Ханс Бринкер, или Серебряные коньки | страница 56



Мысли ее перешли в молитву. Бедная девочка даже не сознавала, когда эта молитва кончилась. Вскоре она уже смотрела на слабый огонек в затухающем торфе, мигавший едва заметно, но упорно — признак того, что когда—нибудь огонь может разгореться в яркое пламя.

Большой глиняный горшок с горящим торфом стоял у кровати; Гретель поставила его туда, чтоб «отец больше не дрожал», как она выразилась. Она смотрела, как пламя освещало ее мать, окрашивая алым светом полинялую юбку и придавая какую—то свежесть изношенному лифу. Девочке было приятно видеть, как сглаживались морщинки на усталом лице матери, когда отблеск пламени нежно мерцал на нем.

Затем Гретель принялась считать оконные стекла, разбитые и заклеенные бумагой, и наконец, обежав глазами все щели и трещины в стенах, устремила взгляд на резную полку, сделанную Хансом. Она висела невысоко, и Гретель могла дотянуться до нее. На полке лежала большая библия в кожаном переплете с медными застежками — свадебный подарок тетушке Бринкер от того семейства в Гейдельберге, для которого она работала.

«Ах, какой Ханс ловкий! Будь он здесь, он уже перевернул бы отца поудобнее, и тот перестал бы стонать… Как все это грустно! Если болезнь затянется, мы уже не сможем кататься на коньках. Придется мне отослать свои новые коньки назад той красивой барышне. Ни я, ни Ханс—мы и состязаний—то не увидим».

И глаза Гретель, до того совсем сухие, наполнились слезами.

— Не плачь, дитятко, — утешала ее мать. — Может, болезнь у него не такая тяжелая, как мы думаем. Отец ведь и раньше так хворал.

Гретель уже рыдала:

— Ох, мама, не только это… ты не все знаешь… Я такая плохая, такая злая!

— Ты, Гретель? Ты такая терпеливая и послушная! — И ясные удивленные глаза матери просияли. — Тише, милочка, ты разбудишь его.

Гретель спрятала лицо в коленях матери, стараясь удержаться от слез.

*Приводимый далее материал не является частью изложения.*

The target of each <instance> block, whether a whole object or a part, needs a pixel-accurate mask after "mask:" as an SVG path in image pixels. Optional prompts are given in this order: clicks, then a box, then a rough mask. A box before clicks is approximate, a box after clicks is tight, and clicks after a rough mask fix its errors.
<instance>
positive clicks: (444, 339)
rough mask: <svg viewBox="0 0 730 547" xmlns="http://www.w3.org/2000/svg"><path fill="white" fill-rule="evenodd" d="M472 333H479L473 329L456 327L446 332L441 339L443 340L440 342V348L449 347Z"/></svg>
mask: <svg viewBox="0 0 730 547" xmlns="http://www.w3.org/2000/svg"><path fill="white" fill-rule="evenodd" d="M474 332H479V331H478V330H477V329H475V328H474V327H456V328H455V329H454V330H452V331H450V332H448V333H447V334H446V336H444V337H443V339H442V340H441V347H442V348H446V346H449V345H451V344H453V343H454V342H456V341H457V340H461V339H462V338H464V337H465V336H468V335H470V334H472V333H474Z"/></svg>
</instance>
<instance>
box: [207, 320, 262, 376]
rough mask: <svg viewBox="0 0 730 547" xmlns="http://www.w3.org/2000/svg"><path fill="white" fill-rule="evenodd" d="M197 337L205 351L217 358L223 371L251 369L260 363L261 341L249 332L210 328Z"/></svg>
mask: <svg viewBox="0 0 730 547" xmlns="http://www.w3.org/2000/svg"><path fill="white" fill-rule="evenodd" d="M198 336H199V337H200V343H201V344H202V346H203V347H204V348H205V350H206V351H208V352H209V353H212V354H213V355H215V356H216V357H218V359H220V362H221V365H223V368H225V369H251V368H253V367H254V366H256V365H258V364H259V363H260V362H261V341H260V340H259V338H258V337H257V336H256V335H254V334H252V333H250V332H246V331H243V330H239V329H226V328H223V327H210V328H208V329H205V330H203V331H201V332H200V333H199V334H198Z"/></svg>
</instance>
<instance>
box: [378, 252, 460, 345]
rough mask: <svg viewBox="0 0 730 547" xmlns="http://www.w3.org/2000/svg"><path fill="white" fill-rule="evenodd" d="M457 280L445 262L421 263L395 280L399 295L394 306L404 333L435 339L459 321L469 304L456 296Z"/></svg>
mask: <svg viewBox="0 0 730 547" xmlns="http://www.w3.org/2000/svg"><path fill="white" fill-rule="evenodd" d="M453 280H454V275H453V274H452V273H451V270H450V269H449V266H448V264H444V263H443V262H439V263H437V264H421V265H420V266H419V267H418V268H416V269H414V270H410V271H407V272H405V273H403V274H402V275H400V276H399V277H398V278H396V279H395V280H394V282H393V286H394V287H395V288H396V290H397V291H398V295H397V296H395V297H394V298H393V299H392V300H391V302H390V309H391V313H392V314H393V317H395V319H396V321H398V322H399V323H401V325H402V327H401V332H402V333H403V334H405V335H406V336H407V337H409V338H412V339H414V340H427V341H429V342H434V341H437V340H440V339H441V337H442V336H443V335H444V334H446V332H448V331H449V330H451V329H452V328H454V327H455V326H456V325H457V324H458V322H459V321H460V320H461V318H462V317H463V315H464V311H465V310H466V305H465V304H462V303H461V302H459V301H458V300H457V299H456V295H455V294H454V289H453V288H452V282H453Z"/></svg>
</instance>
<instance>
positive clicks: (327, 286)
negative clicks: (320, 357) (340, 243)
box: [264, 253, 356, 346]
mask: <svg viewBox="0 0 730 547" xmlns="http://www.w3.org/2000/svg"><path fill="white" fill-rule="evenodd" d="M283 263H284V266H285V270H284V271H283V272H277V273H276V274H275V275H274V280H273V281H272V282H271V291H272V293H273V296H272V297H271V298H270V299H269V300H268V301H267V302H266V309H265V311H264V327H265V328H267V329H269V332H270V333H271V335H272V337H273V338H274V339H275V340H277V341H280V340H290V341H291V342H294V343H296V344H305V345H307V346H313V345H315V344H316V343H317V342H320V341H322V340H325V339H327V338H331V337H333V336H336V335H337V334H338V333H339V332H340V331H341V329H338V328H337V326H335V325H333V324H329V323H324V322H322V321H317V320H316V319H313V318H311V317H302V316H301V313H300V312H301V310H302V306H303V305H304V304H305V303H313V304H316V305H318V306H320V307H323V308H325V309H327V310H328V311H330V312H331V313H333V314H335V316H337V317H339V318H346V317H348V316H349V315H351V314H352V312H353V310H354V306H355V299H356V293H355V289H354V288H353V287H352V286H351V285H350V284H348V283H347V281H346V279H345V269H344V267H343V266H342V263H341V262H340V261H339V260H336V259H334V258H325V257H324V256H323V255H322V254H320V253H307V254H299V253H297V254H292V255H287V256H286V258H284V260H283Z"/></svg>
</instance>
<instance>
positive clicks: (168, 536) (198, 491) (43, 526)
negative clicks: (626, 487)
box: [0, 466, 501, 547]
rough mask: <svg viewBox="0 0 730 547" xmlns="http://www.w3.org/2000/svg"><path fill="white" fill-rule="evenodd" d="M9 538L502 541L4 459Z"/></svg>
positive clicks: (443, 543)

Ее ручонка, такая худенькая и смуглая, лежала в шершавой материнской ладони, огрубевшей от тяжелой работы, и они нежно сжимали одна другую. А вот Рихи — та содрогнулась бы, прикоснись к ней одна из этих рук…

Вскоре Гретель подняла глаза — теперь в них появилось то грустное и покорное выражение, которое, как говорят, часто бывает во взгляде бедных детей, — и пролепетала дрожащим голосом:

— Отец хотел сжечь тебя… да, хотел, я все видела… и при этом он смеялся!

— Тише, дочка!

Мать проговорила эти слова так порывисто и резко, что Рафф Бринкер, хоть он и был без сознания, слегка шевельнулся на кровати.